Thirty years after the suicide attempt, that man-Kenneth Baldwin-is still alive. He raised a family and became a teacher. He has great words for all of us, especially young people: “Everything I thought was unfixable is totally fixable.”
Mr. Baldwin’s words might also describe the way the disciples felt on the first Easter morning. After all, they had followed Jesus for several years, listened to His powerful teachings, and seen His amazing works. Now it had all fallen apart. Of course, they carried some guilt. They had all run away, and had abandoned the man who had done everything for them. One had the courage to go back and stand with Jesus, but two of them-Peter and Judas- betrayed Jesus with acts of cowardice and greed. Sadly, one of the two gave into despair and committed suicide.
Easter morning began in darkness and guilt. However, the resurrection changed all that. Things that were thought to be unfixable became fixable. This did not happen instantaneously. It took a process of about fifty days until Pentecost-and beyond. This was when the disciples really learned what it meant to be a disciple.
This Easter, I would like to extend an invitation to all of you to join me in learning what it really takes to be a disciple. We will learn about becoming people who are disciple makers-people who are willing to share their faith, talk to others about what God the Father, Jesus, and the sacraments mean to them, and invite others to come to our parish. Right now, we do have some people who are very good at that, but we want to grow that number. In the coming weeks, you and I will explore what it means to become an
intentional disciple.
I must admit that I am not always good at being a disciple. After all, there is a lot of “quiet desperation”. This can be seen in the increase of drugs, pornography, and violence in this community. For some of you, these things may be present in your homes and neighborhoods. Remember this-there is hope. A lasting hope. A hope that comes from the man who “went around doing good and healing all those oppressed by the devil.” That man was put to death on a tree, and his cross became the tree of life. The man whose death seemed totally unfixable. But it is Jesus who makes the unfixable fixable.
Many people today are disillusioned because of suffering.
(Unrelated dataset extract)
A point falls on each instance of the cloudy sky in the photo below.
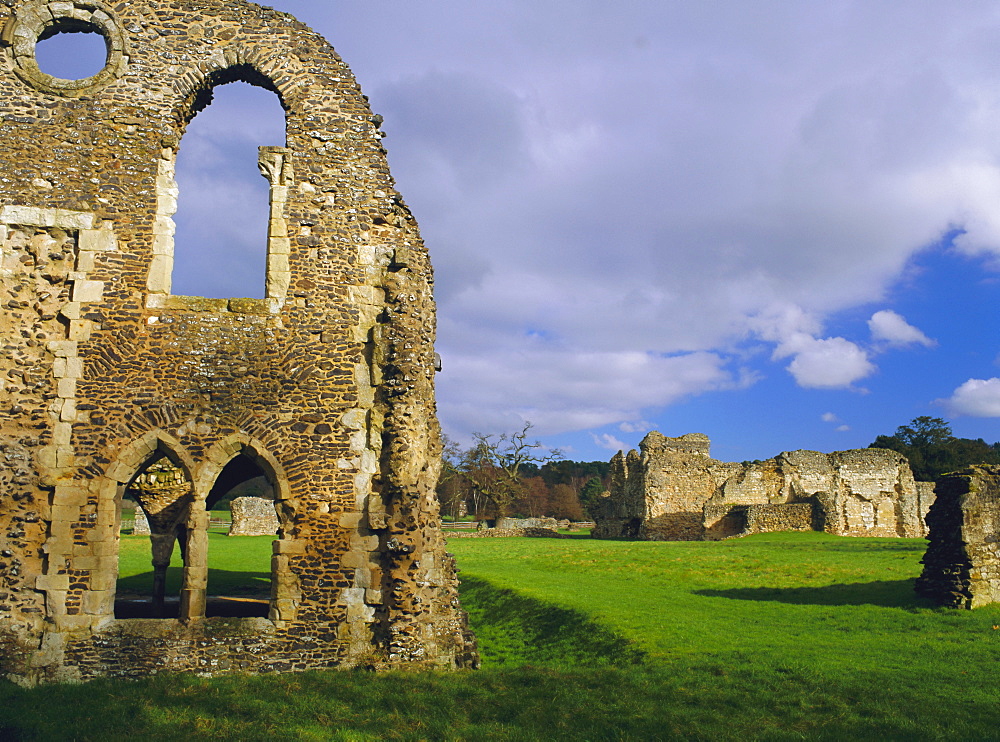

Many people sitting in this church today may be experiencing great suffering and despair in their own families. Like the disciples on that first Easter morning, you may feel that things are “unfixable.” My friends, hear this: there is hope, and that hope comes from Christ himself. If you really need that hope right now, come back next weekend. Join me and learn what it means to be a disciple-and a disciple-maker- of Jesus. If you do this, you will begin on the path to true hope.